Wednesday, 27 June 2012

Penguin no. 106: Now East, Now West
by Susan Ertz

His mind seemed to shy away from new facts like a horse refusing a five-barred gate. Well, he wasn't going to pretend to be anything but what he was, just an average American citizen, and as such he had a deeply rooted belief that the world that moved dimly and somewhat inefficiently about the rim of the American Continent was of only secondary interest and importance anyway. This belief, acquired in early childhood, lay, and had always lain, undisturbed at the bottom of his mind. He was full of lazy goodwill and certain prejudices that did him credit chiefly because they were instinctive and not the result of mental effort. Had he arrived at them by way of thought they would have reflected unfavourably on his reasoning powers, for there was little or no reason in them.

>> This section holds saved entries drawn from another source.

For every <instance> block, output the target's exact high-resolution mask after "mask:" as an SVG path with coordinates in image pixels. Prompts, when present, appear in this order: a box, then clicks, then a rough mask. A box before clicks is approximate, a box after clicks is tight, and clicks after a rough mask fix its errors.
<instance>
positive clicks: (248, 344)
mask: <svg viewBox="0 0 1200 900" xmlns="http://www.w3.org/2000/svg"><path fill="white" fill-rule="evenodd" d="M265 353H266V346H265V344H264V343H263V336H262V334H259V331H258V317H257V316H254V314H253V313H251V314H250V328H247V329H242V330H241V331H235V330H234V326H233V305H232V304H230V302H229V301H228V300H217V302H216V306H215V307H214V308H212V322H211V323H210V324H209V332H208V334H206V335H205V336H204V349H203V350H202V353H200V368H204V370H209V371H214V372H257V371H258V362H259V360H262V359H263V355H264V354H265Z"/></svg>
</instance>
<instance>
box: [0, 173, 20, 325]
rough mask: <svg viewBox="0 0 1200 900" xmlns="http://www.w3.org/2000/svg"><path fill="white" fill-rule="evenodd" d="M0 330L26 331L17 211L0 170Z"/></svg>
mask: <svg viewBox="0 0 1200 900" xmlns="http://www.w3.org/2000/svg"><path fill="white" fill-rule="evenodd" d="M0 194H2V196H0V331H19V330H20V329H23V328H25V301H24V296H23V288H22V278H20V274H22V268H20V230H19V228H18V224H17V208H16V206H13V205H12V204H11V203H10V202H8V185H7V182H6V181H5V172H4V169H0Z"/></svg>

George Goodall has never wanted to be anywhere other than in his native New York. Its ways are familiar to him; its lifestyle provides him everything he could need or want. And he has always believed with a vague, unquestioned certainty that American ways are superior to all others, and nothing but an increase in trouble and discomfort could be gained from travelling abroad. Although he may be insular and inclined to misinterpret the familiar as the ideal, he is a decent man, and generally satisfied and content with his life. Perhaps he feels the occasional misgiving at his lack of education, but it is a concern he can easily dismiss, for he is a successful businessman with accumulated wealth far beyond his needs, and financial success seems the sole measure of a man in the New York of the 1920s.

In contrast, a woman living in New York at that time seems judged entirely by her social standing, and George's ambitious wife Althea is determined to dedicate every moment to improving hers. With a nanny to take care of her young son Cleve, and servants to see to the running of the house, her life is one of leisure unconstrained by financial concerns. She can have anything she wants; she is free to indulge her social ambitions, and to buy all the dresses, and attend all the lunches and concerts she desires. She cultivates her friendships not for the pleasure of the company, but for the increase in status that each friendship confers, and she makes it her business to know who to pursue, and who to avoid. Her interest in painting and literature is similarly based entirely on utility. It is the knowing that matters, and nothing else. The possession of knowledge is a way to feel superior to others.

Poor George loves Althea, though it is never clear why. Most of his contentment derives from his ability to provide her with the things she desires. But the list of her wants seems without end, for she is the complete opposite of George in her outlook: she is always dissatisfied, and always certain that real excitement is to be found somewhere else. Over time, everything she has comes to seem inadequate when compared to everything she doesn't have.

Inevitably, New York seems less exciting than London, and Americans seem less exciting than Europeans. Without a moment's reflection on how George feels about anything, she decides that she wants a Rolls, and a house in Knightsbridge, and summer holidays in Biarritz. He gives in, just as he always gives in, and the family moves to London. George begins quietly counting down the days until he can return to his home town.

With characters as shallow and weak as this wife and husband, I found it a difficult story to enjoy much at first. It seemed just a little too obvious. It was clear that we were to be given an examination of the differences between the moneyed classes of England and America in the 1920s: one idle and overly enthusiastic about holidaying and hunting, and the other too dedicated to capitalism and making money. And there would be an explanation of how England appears at first to unenlightened and prosperous American eyes, and in turn, how Americans appear if they are too eager to renounce their American traits and mimic those of a differing culture. And finally, this American couple would clearly be changed by their exposure to European culture, and would come to benefit from the time spent overseas in ways that they couldn't appreciate at the outset. This is very much what the author does deliver, although the story does manage to travel down a few avenues which cannot be so easily foreseen.

Althea's dissatisfaction with all things American extends in time to include her husband, with European men appearing so much more cultured than their American counterparts. At first it is only a game, an allusion to courtly love; she longs simply for an admirer, with no intention of taking it any further. By today's standards, the affair doesn't really progress at all, but it captures her thoughts, and amplifies her never-diminishing dissatisfaction with her life.

The story becomes an examination of what is required to live a worthwhile life. The answer it suggests is an open mind: the willingness to expose yourself to new ideas, and to the thoughts of superior minds. Living requires reflection and experience; a culture based entirely on worshipping the accumulation of material wealth is a narrow one, with little to offer. Left to fend for himself, George forms a friendship with a  middle aged woman, and begins to blossom. He adapts himself to his new surroundings and begins to see that there are other ways of doing things; American ways are simply different, not better. He becomes adaptable, independent, and resilient, and while his wife's behaviour may be difficult to endure, he finds that he is not crushed by it. In the end, the story is made interesting only by the inherent decency of this one character, and by the opportunity to watch his journey towards enlightenment and understanding.